Friday, February 15, 2013

Window on Eurasia: Tatar Activists Pledge to Prevent in Naberezhny Chelny a ‘Second Kondopoga’



Paul Goble

            Staunton, February 15 – The Azatlyk Union of Tatar Youth says it will do everything it can to prevent tensions in Naberezhny Chelny from spinning out of control and creating there a “Kondopoga-2,” a reference to the Karelian city where inter-ethnic violence in 2006 disturbed the entire country.

            In a statement, Azatlyk pointed to the appearance of calls for “driving out of Chelny and Tatarstan the non-Russians” after an Uzbek was arrested for the murder of a local Russian girl.  “We want to warn everyone that a Kondopoga-2 will not be allowed to happen” here (nazaccent.ru/content/6804-tatarskie-nacionalisty-kondopogi-v-naberezhnyh-chelnah.html).
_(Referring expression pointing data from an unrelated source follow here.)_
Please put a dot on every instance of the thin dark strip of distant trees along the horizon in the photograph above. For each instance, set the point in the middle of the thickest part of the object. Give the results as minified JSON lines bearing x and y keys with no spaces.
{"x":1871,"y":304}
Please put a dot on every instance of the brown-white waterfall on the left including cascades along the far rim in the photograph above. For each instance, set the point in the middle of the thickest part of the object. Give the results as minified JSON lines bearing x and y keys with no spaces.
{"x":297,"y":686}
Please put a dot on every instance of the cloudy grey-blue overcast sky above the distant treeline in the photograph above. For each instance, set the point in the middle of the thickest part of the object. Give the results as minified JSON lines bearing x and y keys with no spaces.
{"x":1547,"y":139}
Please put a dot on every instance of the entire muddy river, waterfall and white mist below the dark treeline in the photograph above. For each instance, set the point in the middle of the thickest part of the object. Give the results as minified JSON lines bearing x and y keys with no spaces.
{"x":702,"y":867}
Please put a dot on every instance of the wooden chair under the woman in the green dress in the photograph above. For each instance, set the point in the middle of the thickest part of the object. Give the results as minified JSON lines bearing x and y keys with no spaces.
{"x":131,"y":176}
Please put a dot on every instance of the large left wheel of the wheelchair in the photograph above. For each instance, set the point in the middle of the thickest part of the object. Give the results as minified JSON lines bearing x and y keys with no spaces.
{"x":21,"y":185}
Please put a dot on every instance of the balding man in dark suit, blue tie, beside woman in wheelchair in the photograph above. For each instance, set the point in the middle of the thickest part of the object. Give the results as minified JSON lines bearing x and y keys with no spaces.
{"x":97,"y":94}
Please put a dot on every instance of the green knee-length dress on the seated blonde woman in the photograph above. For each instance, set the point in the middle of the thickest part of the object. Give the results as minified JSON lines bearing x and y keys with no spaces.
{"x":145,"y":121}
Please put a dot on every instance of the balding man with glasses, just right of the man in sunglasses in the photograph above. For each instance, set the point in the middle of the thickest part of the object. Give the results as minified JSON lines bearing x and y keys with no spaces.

            The declaration noted that Uzbeks and Tatars have a common Turkic origin and that in no case does “an entire people bear collective responsibility for the actions of particular criminals.  The ethnic Russian Chikatilo killed tens of people, including children, but are all Russians guilty of that?”

            Moreover, “Ivan Grozny and succeeding [Russian] rulers killed hundreds of thousands of children and the elderly of our people.” What, using “the logic of the skinheads should we do” in response?"

            “We want to remind those who have forgotten that the peoples of Central Asia not so long ago in the years of the war and in the hungry years that followed took in millions of ethnic Russians and Tatars thus saving them from death by starvation. And [it asked] how are their grandchildren, the skinheads, responding to them now?”

            Tensions in that Middle Volga city have been rising since February 2 when Vasilisa Golitsyna disappeared after school. A 30-year-old Uzbek, Farrukh Tashbayev, who worked in a local advertising agency, was suspected and has confessed. Nonetheless, some skinhead groups have sought to whip up anti-Turkic sentiments with automobile demonstrations and the like.

                In recent months, the Russian media have sought to portray the Turkic republics of the Middle Volga region as sliding into the kind of Islamist violence and chaos that have characterized the North Caucasus.  Azatlyk is obviously worried that this latest tragedy may be exploited by those who want Moscow to intervene and crackdown on their homelands.